Two dedications to Liber Pater and two to Dionysus come from Noаve, the camp of the First Italian Legion. The earliest monument, like the Oescus inscription already discussed, is dedicated to Liber Pater. It represents a reused base for a limestone statue (height ca. 2 m). In the text under consideration the god is called Conservator (guardian, savior), but in addition to this he bears the adjectives Deus (god) and Sanctus (sacred). In contrast to the Oescus dedication, here Liber Pater is the guardian not only of the Augustans and Caesars, but also of the entire First Italian Legion. The statue of the god was dedicated by Aurelius Porphyrius of the Phoenicia province. The part of the inscription in which his office has been inscribed is damaged, but it may be assumed with great certainty that he was a primipilarius. Here again, there are no any clues for a more precise dating of the monument. As the god is the guardian of the two augusti and two caesars the publisher of the inscription T. Sarnowski suggests that it dates from the period 293–311.[16]
The second dedication to Liber Pater from Novаe has not been published. It is known to have been dedicated by a person with the name Valerius Chaereas, a native of Phoenicia. Like the three examples discussed so far, he also held the office of primipilarius.[17] It is not clear whether Liber Pater bears the adjective conservator in this case too.

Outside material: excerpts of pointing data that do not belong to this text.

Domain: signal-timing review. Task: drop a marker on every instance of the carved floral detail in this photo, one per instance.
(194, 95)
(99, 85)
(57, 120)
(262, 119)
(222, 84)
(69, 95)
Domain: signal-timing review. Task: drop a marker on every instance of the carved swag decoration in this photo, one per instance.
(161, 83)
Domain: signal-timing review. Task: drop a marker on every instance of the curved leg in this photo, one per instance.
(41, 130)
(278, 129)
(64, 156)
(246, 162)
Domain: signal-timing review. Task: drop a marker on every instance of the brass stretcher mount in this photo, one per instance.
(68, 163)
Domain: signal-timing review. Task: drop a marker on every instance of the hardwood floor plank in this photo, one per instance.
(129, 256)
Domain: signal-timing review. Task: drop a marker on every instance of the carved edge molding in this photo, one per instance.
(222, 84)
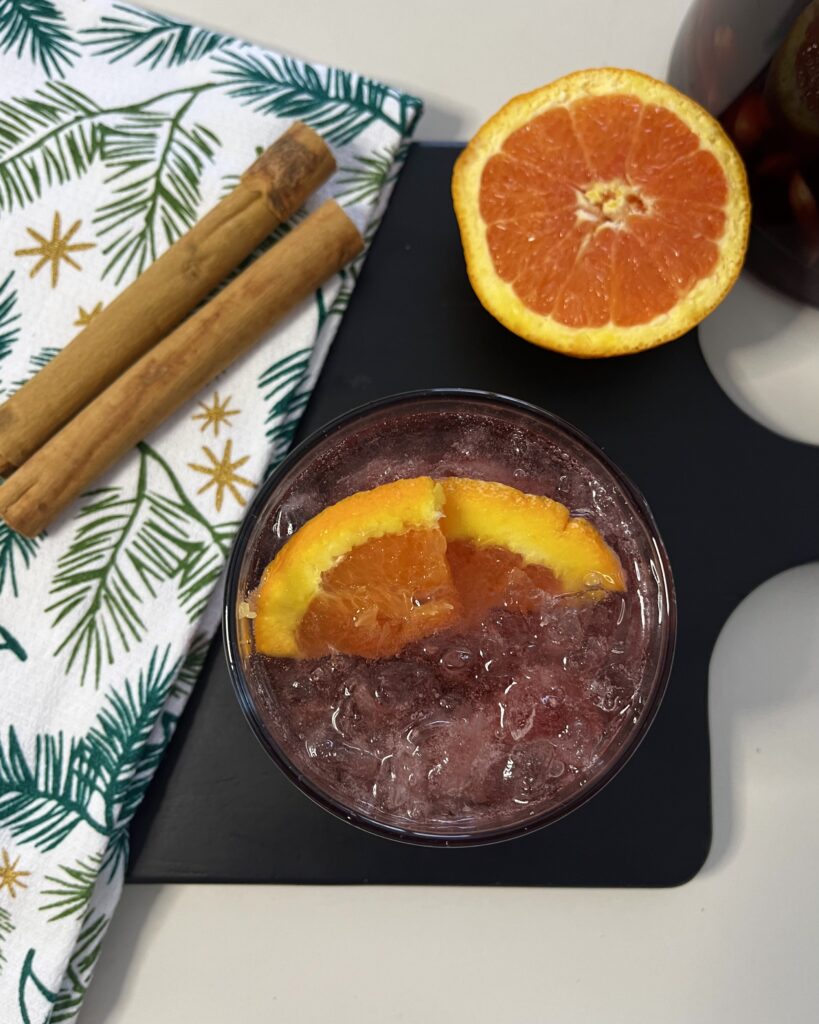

The last two monuments from Novаe are dedicated to Dionysus. Both are bases for statues of the deity. The first of them is a reused limestone slab (height 1.23 m, width 0.455 m., depth 0.26 m). The name of the venerated deity has not been preserved, its identification with Dionysus is without any doubt due to the adjectives: son of Semele, crowned with ivy wreath and twice-born. The primipilarii Theodore and Palladius of the province of Helespontus took care of the erection of the statue. The monument was dedicated following the accomplishment of their duties of providing the army with food for the victories of the two emperors. As a dating element, the inscriptions mentions the indiction during which the above-mentioned primipilarii performed their services. On this basis and because of the mention of two Augusti and at the same time due to the lack of a consular date, the monument has been dated to the years 348/349 or 363–364.[18] The last monument, a statue of Dionysus again, has been erected by Flavius […]an[19] a primipilarius of the already mentioned province of Hellespontus. As in the previous inscription, the god is defined as bestowing victories, but also fruits.[20]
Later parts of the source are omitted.